Malaysia ex-PM pleads not guilty to money laundering charges
KUALA LUMPUR, Malaysia (AP) — Former Malaysian Prime Minister Najib Razak pleaded not guilty Wednesday to three new money-laundering charges related to the alleged multibillion-dollar looting of a state investment fund that led to his stunning electoral defeat three months ago.
Dressed in a grey suit, Najib was calm and spoke softly as he entered his plea in the High Court. He has previously accused Malaysia’s new government of seeking political vengeance and vowed to clear his name in his trial.
Najib, 65, had pleaded not guilty last month to abuse of power and three counts of criminal breach of trust.
All of the charges against him involve the transfer of 42 million ringgit ($10.3 million) into his bank accounts from SRC International, a former unit of the 1MDB fund that international investigators say was looted of billions by Najib’s associates.
Abuse of power and breach of trust carry a maximum penalty of 20 years in prison for each count. Each money-laundering count carries a penalty of up to 15 years in prison and a fine of not less than five times the sum laundered.

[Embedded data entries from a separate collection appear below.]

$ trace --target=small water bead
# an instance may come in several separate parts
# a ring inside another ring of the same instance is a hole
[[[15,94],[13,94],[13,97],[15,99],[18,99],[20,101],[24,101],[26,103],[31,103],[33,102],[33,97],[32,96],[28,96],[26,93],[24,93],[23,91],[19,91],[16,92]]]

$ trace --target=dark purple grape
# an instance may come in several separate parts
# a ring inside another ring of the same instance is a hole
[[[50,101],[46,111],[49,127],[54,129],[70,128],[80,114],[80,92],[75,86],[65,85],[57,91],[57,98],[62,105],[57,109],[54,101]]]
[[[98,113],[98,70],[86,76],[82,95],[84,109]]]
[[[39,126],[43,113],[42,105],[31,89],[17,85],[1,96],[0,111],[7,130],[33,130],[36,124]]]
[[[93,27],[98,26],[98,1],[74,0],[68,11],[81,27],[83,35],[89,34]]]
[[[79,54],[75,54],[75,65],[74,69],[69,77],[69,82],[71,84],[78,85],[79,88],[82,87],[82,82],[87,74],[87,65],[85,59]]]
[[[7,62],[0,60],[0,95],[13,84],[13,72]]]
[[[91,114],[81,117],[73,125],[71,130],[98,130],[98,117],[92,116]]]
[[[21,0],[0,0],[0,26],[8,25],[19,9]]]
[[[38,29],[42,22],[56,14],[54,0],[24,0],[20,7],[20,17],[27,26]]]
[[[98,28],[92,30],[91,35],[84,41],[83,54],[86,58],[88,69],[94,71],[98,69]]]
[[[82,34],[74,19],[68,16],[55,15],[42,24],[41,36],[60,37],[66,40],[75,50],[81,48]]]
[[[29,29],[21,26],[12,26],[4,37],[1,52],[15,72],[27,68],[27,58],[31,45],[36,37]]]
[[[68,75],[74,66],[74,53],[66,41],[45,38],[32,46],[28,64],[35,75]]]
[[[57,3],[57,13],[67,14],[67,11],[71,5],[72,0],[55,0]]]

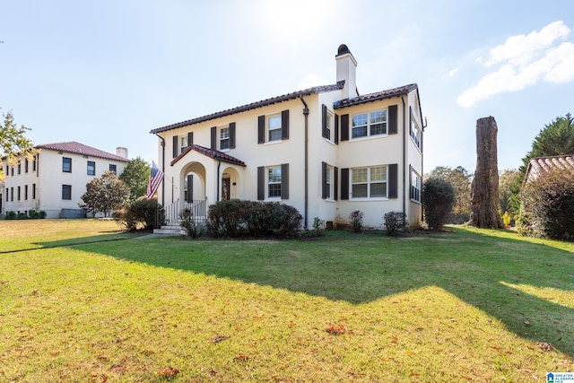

Najib set up 1MDB when he took power in 2009 for the stated purpose of promoting economic development, but the fund amassed billions in debts and is being investigated in the U.S. and several other countries for alleged cross-border embezzlement and money laundering.
After leaked documents exposed the scandal, Najib sacked critics in his government, muzzled the media and quashed investigations. Public anger led to the defeat of Najib’s long-ruling coalition in May 9 elections and ushered in the first change of power since Malaysia gained independence from Britain in 1957.
The new government reopened the investigations stifled under Najib’s rule and barred him and his wife from leaving the country. Police also seized jewelry and valuables valued at more than 1.1 billion ringgit ($270.2 million) from properties linked to Najib.
His case Wednesday was heard by a new judge after the previous judge, who is the brother of a senior official in Najib’s Malay party, was transferred to another court.
Najib’s lawyer Muhammad Shafee Abdullah questioned why the previous judge was suddenly transferred out even though there were no applications to remove him. Prosecutors said the transfer of judges was a normal procedure.
The court will resume Friday to hear a bid by Shafee for a gag order to bar the media from reporting on the merits of the case. The judge is expected to set trial dates then.